京阪電車はシックな統一感のある阪急電車に比べ、関西の京阪間輸送ではアイデアにあふれた車両が魅力でした。二階建て車両もあり、その昔はテレビカーというものも走っていました。
沿線の門真に松下電器(現パナソニック)が合った関係で1954年私の生まれる前から白黒のテレビを置いた車両が導入されていました。そしてまさに、先の大阪万博の1970年の翌年には早くもカラーテレビが見られる車両が走りだしました。しかも関西の競合事情もあり、その豪華設備の特急が別料金なしの運賃のみ無料で乗れたのです。今は特別車両で関西も各社に有料座席が設定される時代ですが、当時は破格の無料サービスでした。電波状況で画像や音声は乱れる時もありましたが、人気のサービスで、大相撲や高校野球などが移動時でも見られる画期的なことでした。
阪急沿線の私ですが、テレビ好きなので、このテレビカーは乗りたかったものでした。スマホであらゆる動画が見れ、ニュースやスポーツの情報もリアルタイムで入る今とは違う時代でした。
大阪万博で、月の石だとか、360度スクリーンやらさまざまな近未来が提案された中、日本の未来への期待が溢れた高度経済成長期でした。
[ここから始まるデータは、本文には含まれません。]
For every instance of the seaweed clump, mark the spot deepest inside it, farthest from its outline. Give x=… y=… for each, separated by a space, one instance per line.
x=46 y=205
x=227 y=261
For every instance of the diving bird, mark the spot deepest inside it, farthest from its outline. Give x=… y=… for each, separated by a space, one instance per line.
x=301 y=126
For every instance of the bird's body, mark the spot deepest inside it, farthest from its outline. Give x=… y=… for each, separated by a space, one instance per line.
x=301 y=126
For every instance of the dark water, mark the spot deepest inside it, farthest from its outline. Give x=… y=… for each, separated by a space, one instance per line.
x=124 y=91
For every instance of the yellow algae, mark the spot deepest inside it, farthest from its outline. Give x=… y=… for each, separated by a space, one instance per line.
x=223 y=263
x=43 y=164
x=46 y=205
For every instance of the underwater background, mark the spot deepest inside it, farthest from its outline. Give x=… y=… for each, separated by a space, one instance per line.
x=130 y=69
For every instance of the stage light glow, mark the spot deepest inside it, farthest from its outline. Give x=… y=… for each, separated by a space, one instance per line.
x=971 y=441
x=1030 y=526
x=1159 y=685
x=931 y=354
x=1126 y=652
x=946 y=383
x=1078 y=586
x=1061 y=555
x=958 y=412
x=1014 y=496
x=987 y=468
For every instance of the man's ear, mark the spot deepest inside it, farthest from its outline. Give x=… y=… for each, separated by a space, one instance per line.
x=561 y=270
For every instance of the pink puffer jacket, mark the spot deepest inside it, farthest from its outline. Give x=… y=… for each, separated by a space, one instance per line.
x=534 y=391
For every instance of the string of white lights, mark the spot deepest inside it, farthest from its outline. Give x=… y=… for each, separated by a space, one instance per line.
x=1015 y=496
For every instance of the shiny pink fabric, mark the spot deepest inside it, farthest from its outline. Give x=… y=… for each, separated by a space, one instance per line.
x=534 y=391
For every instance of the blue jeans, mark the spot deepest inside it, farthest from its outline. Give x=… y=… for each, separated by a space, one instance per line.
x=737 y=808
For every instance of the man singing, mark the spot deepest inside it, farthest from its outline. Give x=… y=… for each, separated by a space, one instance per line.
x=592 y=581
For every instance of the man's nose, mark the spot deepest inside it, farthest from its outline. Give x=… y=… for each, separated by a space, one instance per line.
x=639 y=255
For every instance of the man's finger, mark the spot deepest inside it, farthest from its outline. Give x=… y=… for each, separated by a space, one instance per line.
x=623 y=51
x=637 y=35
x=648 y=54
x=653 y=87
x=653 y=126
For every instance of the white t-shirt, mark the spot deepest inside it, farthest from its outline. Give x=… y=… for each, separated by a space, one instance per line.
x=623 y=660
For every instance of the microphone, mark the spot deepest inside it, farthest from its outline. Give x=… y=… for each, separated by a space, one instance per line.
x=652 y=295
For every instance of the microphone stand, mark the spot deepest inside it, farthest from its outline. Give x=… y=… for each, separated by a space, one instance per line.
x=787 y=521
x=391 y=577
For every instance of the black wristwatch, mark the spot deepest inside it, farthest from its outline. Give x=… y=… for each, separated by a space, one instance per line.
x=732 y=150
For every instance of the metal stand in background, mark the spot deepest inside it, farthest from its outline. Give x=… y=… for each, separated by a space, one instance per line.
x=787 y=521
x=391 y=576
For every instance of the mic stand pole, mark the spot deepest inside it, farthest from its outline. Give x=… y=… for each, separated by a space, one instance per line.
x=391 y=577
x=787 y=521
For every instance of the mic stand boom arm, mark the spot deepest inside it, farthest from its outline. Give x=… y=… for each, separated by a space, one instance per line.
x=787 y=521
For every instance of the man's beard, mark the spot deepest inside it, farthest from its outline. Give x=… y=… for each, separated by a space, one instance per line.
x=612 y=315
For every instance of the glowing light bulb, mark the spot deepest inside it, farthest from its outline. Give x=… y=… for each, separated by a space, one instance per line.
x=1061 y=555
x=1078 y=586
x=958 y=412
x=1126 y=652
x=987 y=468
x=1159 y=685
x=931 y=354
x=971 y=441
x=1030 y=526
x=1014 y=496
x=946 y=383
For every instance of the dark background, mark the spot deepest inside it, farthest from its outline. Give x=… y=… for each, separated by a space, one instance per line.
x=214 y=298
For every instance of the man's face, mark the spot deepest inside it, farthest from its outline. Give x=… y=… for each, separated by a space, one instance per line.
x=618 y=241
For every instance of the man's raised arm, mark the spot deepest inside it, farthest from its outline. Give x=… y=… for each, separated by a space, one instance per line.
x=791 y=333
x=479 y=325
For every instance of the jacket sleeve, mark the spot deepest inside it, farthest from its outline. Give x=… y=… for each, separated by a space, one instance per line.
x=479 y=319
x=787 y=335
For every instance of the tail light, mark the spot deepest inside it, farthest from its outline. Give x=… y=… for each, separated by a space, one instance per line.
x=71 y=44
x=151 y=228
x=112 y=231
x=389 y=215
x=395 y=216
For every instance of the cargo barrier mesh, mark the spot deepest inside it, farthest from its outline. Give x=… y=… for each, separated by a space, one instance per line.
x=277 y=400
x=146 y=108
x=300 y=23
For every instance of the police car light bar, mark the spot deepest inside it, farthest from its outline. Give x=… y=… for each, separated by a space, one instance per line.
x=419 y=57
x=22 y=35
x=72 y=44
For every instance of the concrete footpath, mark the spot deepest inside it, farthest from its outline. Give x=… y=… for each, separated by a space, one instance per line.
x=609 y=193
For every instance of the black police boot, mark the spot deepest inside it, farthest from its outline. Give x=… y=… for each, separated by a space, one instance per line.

1970年大阪万博の紹介の子供向けの雑誌か何かで読んだ話があります。アラブかアフリカのある国の政府関係者が、準備で訪れた日本の電車の優秀さと勤勉に規律正しく乗車して、新聞や雑誌を読む日本人に感心し、必ず母国もこうなりたいと思ったということです。
アジアアフリカの中には、アジアで初めて大々的に開かれた国際博覧会に初参加して、大いに刺激を受け持ち帰って自国の発展につなげた国が多かったそうです。
さて京阪電車も、今万博ラッピングもして、プレミアムカーも走っていますが、賛否ある今度の万博、車両にはもはや新聞を読む人はいなくて、スマホでSNSやゲーム、動画に夢中な人ばかりです。
万博を招待ですでに見てきた人のお話では、「確かに面白い、すごい展示もある」けれど「未来や、新しい技術に関してはネタ枯れ感がある」「想像していた通りでモーレツに新しいものはない」とのことでした。
体験できるゲームとかでもバーチャルでスゴイものがありそうですが、子供の頃のテレビカーや未来館に期待したワクワクはさすがにもうないのかなとも思います。